Proxy Objects
Building Garbage Collected Circular References
by Matt SergeantAugust 07, 2002
In writing the XML::XPath
module, (a library that implements some of the XML Document Object
Model, or DOM) I came across a particular problem with Perl's memory-management mechanism. In this article, I will detail the problem
and demonstrate a technique for building data structures that do not
exhibit this problem.
The problem is circular references.
What Is a Circular Reference?
Circular references are simply self-referential data structures -- a complex data structure that at some point contains a reference to a part of itself further up in the hierarchy. They are a useful idiom when you need two parts of a structure to be able to refer to each other -- often we see them used in parent/child relationships, where a child object might need access to the methods in the parent:
The case we're concerned with here is an XML tree, where we have a root node, and each node can have one or more children. In an XML DOM, the child nodes need the ability to refer back to their parents:
my $parent_name = $node->getParentNode()->getNodeName();
While it is often extremely useful to encode this type of relationship in your code, it is rather problematic for Perl.
Reference Counting
Before we see why circular references are problematic, first we need to understand how Perl's memory management works. In order to return memory for use by other parts of your program when it becomes available, Perl uses a technique called "reference counted garbage collection".
By using a count on each variable within Perl of the number of
references to that variable (the number of other things in your program
that refer to it), Perl's garbage collector can ensure timely
destruction of lexical variables (those created with my).
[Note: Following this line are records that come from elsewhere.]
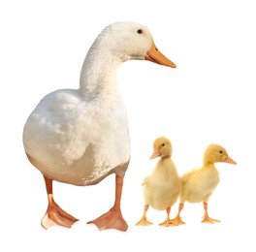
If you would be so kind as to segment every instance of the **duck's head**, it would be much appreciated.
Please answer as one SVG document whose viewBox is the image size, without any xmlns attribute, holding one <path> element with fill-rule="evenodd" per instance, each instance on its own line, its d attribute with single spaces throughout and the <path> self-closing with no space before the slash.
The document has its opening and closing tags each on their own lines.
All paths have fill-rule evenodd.
<svg viewBox="0 0 256 252">
<path fill-rule="evenodd" d="M 150 156 L 150 159 L 156 157 L 171 157 L 173 153 L 172 143 L 169 139 L 165 137 L 158 138 L 153 142 L 153 154 Z"/>
<path fill-rule="evenodd" d="M 225 148 L 218 144 L 209 144 L 205 151 L 204 163 L 214 164 L 217 162 L 226 162 L 237 165 L 237 163 L 229 157 Z"/>
<path fill-rule="evenodd" d="M 130 59 L 149 60 L 176 68 L 154 45 L 147 27 L 135 22 L 116 22 L 107 26 L 97 40 L 104 41 L 103 49 L 109 49 L 122 62 Z"/>
</svg>

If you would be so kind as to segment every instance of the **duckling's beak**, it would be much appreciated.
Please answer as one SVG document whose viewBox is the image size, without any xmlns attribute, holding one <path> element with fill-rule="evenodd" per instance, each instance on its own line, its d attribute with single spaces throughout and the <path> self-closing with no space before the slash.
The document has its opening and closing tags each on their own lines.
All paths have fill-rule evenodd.
<svg viewBox="0 0 256 252">
<path fill-rule="evenodd" d="M 172 62 L 170 59 L 168 59 L 164 54 L 162 54 L 157 47 L 155 47 L 154 43 L 152 44 L 151 48 L 146 52 L 146 55 L 144 57 L 146 60 L 152 61 L 154 63 L 176 68 L 176 64 Z"/>
<path fill-rule="evenodd" d="M 229 156 L 227 156 L 225 159 L 224 159 L 224 162 L 226 163 L 229 163 L 229 164 L 232 164 L 232 165 L 237 165 L 237 162 L 235 162 L 233 159 L 231 159 Z"/>
<path fill-rule="evenodd" d="M 155 149 L 153 154 L 151 155 L 151 157 L 149 159 L 154 159 L 154 158 L 160 157 L 160 156 L 161 156 L 161 153 L 157 149 Z"/>
</svg>

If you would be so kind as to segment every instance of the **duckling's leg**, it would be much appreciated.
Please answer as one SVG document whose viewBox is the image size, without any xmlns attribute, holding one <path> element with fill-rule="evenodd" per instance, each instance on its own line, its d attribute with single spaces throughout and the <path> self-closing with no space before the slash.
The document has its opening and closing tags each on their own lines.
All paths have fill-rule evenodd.
<svg viewBox="0 0 256 252">
<path fill-rule="evenodd" d="M 166 208 L 167 218 L 163 223 L 160 223 L 159 226 L 162 226 L 162 227 L 176 226 L 176 224 L 173 220 L 170 219 L 170 211 L 171 211 L 171 207 L 168 206 Z"/>
<path fill-rule="evenodd" d="M 205 215 L 203 217 L 202 223 L 214 223 L 214 222 L 220 222 L 219 220 L 211 219 L 208 217 L 208 203 L 203 203 L 204 209 L 205 209 Z"/>
<path fill-rule="evenodd" d="M 120 202 L 122 195 L 122 186 L 123 186 L 123 178 L 116 175 L 115 176 L 115 200 L 113 206 L 106 213 L 101 215 L 99 218 L 87 222 L 87 224 L 95 224 L 100 230 L 106 229 L 116 229 L 120 231 L 126 231 L 128 229 L 128 225 L 126 221 L 123 219 Z"/>
<path fill-rule="evenodd" d="M 68 214 L 59 207 L 59 205 L 53 200 L 52 179 L 46 176 L 44 176 L 44 178 L 47 186 L 48 207 L 44 218 L 41 221 L 41 225 L 45 229 L 48 229 L 52 226 L 63 226 L 66 228 L 71 228 L 71 226 L 76 221 L 78 221 L 78 219 Z"/>
<path fill-rule="evenodd" d="M 148 205 L 144 205 L 144 215 L 143 215 L 142 219 L 136 223 L 136 226 L 148 226 L 148 225 L 152 225 L 152 222 L 148 221 L 146 219 L 146 217 L 145 217 L 145 213 L 146 213 L 148 207 L 149 207 Z"/>
<path fill-rule="evenodd" d="M 182 221 L 181 217 L 180 217 L 180 212 L 183 209 L 184 206 L 184 203 L 179 203 L 178 205 L 178 212 L 177 215 L 176 216 L 175 219 L 172 219 L 172 223 L 175 224 L 175 226 L 178 226 L 178 225 L 182 225 L 182 224 L 186 224 L 185 222 Z M 174 226 L 174 225 L 173 225 Z"/>
</svg>

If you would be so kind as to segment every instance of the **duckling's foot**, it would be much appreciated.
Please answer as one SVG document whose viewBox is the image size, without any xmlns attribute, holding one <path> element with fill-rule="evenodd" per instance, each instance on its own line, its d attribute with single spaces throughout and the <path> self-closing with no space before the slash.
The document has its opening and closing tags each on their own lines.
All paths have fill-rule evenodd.
<svg viewBox="0 0 256 252">
<path fill-rule="evenodd" d="M 163 223 L 160 223 L 159 226 L 161 227 L 171 227 L 171 226 L 177 226 L 176 222 L 171 219 L 166 219 Z"/>
<path fill-rule="evenodd" d="M 136 223 L 136 226 L 149 226 L 153 223 L 148 221 L 145 217 L 143 217 L 140 221 Z"/>
<path fill-rule="evenodd" d="M 215 219 L 211 219 L 208 217 L 208 215 L 204 215 L 202 223 L 215 223 L 215 222 L 220 222 L 220 220 L 215 220 Z"/>
<path fill-rule="evenodd" d="M 110 211 L 101 215 L 99 218 L 87 222 L 87 224 L 95 224 L 99 230 L 116 229 L 119 231 L 126 231 L 128 229 L 128 225 L 122 217 L 121 211 L 113 208 L 110 209 Z"/>
<path fill-rule="evenodd" d="M 44 218 L 41 221 L 41 225 L 45 229 L 48 229 L 52 226 L 71 228 L 71 226 L 77 221 L 77 218 L 62 210 L 59 205 L 52 200 Z"/>
</svg>

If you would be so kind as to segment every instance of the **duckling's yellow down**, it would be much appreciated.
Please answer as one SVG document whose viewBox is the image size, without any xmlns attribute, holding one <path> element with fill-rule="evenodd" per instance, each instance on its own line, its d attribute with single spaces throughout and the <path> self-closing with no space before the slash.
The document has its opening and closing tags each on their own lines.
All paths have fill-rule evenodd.
<svg viewBox="0 0 256 252">
<path fill-rule="evenodd" d="M 171 159 L 172 143 L 167 138 L 159 138 L 153 143 L 154 152 L 150 159 L 161 157 L 156 164 L 152 173 L 143 181 L 144 213 L 137 225 L 151 224 L 146 220 L 145 212 L 151 206 L 157 210 L 167 211 L 167 219 L 161 223 L 161 226 L 171 226 L 169 218 L 172 205 L 176 202 L 180 192 L 180 178 L 176 168 Z"/>
</svg>

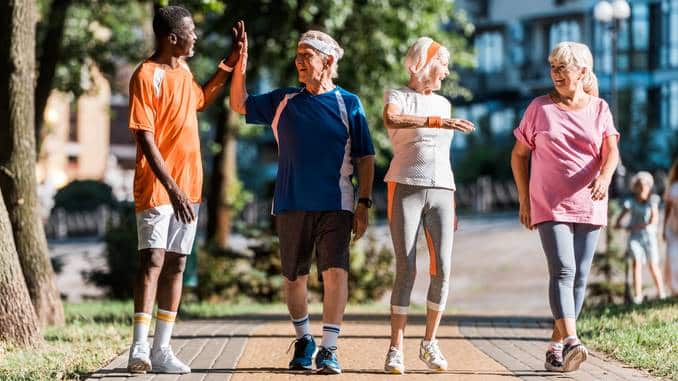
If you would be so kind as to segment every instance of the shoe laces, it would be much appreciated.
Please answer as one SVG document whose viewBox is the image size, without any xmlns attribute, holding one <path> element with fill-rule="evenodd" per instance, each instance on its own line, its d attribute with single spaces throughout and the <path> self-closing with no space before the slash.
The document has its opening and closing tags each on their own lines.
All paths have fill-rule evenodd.
<svg viewBox="0 0 678 381">
<path fill-rule="evenodd" d="M 324 350 L 321 350 L 320 352 L 318 352 L 317 356 L 320 358 L 320 360 L 331 360 L 333 355 L 334 355 L 334 352 L 337 350 L 337 347 L 329 347 L 329 348 L 323 347 L 323 349 Z"/>
<path fill-rule="evenodd" d="M 388 362 L 396 361 L 398 363 L 403 362 L 403 352 L 396 347 L 391 347 L 391 350 L 388 351 Z"/>
<path fill-rule="evenodd" d="M 160 355 L 162 355 L 163 361 L 167 361 L 169 359 L 174 358 L 174 352 L 172 351 L 172 347 L 170 346 L 160 347 Z"/>
<path fill-rule="evenodd" d="M 294 357 L 298 357 L 298 356 L 303 355 L 303 350 L 304 350 L 304 347 L 305 347 L 305 345 L 303 345 L 303 344 L 304 344 L 304 341 L 306 341 L 306 340 L 307 340 L 306 335 L 304 335 L 304 336 L 302 336 L 298 339 L 292 340 L 290 345 L 287 347 L 287 351 L 285 353 L 290 353 L 290 349 L 292 349 L 292 346 L 294 346 Z"/>
</svg>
Each time the Perl interpreter sees something referencing that
variable, it increments the variable's internal reference count. When
the reference count goes down to zero, that variable's memory is freed,
and its destructor is called.
You can see the reference count of a variable using the
Devel::Peek module:
use Devel::Peek;
my $x = "Hello";
my $y = \$x;
Dump($x);
Which outputs:
SV = PV(0x804b85c) at 0x8057620
REFCNT = 2
FLAGS = (PADBUSY,PADMY,POK,pPOK)
PV = 0x805d800 "Hello"\0
CUR = 5
LEN = 6
The important field for these purposes is the REFCNT field, which
shows us there are two references to our variable - one for the
main copy of the variable (the one we see as $x) and
one for the reference that $y holds.
Reference Counting with Circular References
Reference counting works well until you need to build self-referencing data structures. Let's look again at the design of our XML DOM library, where children need access to their parent nodes. The DOM specification requires you to maintain a two-way relationship between the parent and the child nodes. This leads to our circular reference -- the parent holds a reference to the child, and the child holds a reference to the parent.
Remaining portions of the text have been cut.